2. Nederland is er klaar voor qua instituties Dat we duurzaamheid belangrijk vinden toont zich onder andere in het grote aantal organisaties dat zich ten doel stelt om anderen te helpen om duurzamer te doen. Deze noemen we hier de duurzame netwerkorganisaties. Denk aan overheden, brancheorganisaties en bestaande netwerkorganisaties. Of aan specifiek voor verduurzaming opgerichte organisaties zoals MVO-Nederland, branche-initiatieven als Duurzaam GWW of een organisatie als Connekt met haar programma duurzame logistiek. En meer internationaal zien we de oprichting van ISO 26000 netwerken, en ook organisaties die al veel langer aan de weg timmeren zoals GRI en de World Business Council for Sustainable Development.

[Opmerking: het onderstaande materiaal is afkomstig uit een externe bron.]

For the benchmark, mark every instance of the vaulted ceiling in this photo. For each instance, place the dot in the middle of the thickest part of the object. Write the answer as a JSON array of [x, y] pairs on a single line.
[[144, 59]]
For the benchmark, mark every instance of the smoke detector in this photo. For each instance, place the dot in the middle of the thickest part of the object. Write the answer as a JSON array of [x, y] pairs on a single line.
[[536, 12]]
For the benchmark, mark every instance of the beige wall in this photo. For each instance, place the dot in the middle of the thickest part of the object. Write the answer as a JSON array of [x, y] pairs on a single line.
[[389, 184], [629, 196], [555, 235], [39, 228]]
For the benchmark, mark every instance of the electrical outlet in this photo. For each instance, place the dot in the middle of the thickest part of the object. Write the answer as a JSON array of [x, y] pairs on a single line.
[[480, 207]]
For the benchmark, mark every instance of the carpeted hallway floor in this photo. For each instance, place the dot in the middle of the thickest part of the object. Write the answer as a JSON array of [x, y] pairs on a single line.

De instituties zijn er dus. Stel je nou voor dat: - Connekt tien keer sneller alle vervoerders in Nederland mee weet te krijgen in haar Lean and Green programma. - MVO Nederland (in april 2012 bijna 2000 partners) het netwerk vertienvoudigt en alle partners tot tien keer meer MVO weet te bewegen. Of alle MKB-bedrijven weet te verleiden tot verduurzaming. - NEN en haar partners rond ISO 26000 weten te bereiken dat de helft van alle bedrijven in hun doelgroep met deze richtlijn aan de slag gaan. - Alle Nederlandse overheden, (Rijk, provincies en gemeenten) hun 50 miljard euro aan inkoop structureel duurzaam besteden. - Rond de transformaties in de financiële sector duurzaamheid werkelijk leidend wordt.
3
Hoeveel zou dat wel niet schelen voor ons en onze leefomgeving? Wij zien een grote kans. De overtuiging dat verduurzaming belangrijk is, heeft momentum. We zien dat de instituties er al zijn. Als we hun kunnen bekrachtigen om hun achterbannen sneller en grootschaliger tot verduurzaming te bewegen is de impact enorm.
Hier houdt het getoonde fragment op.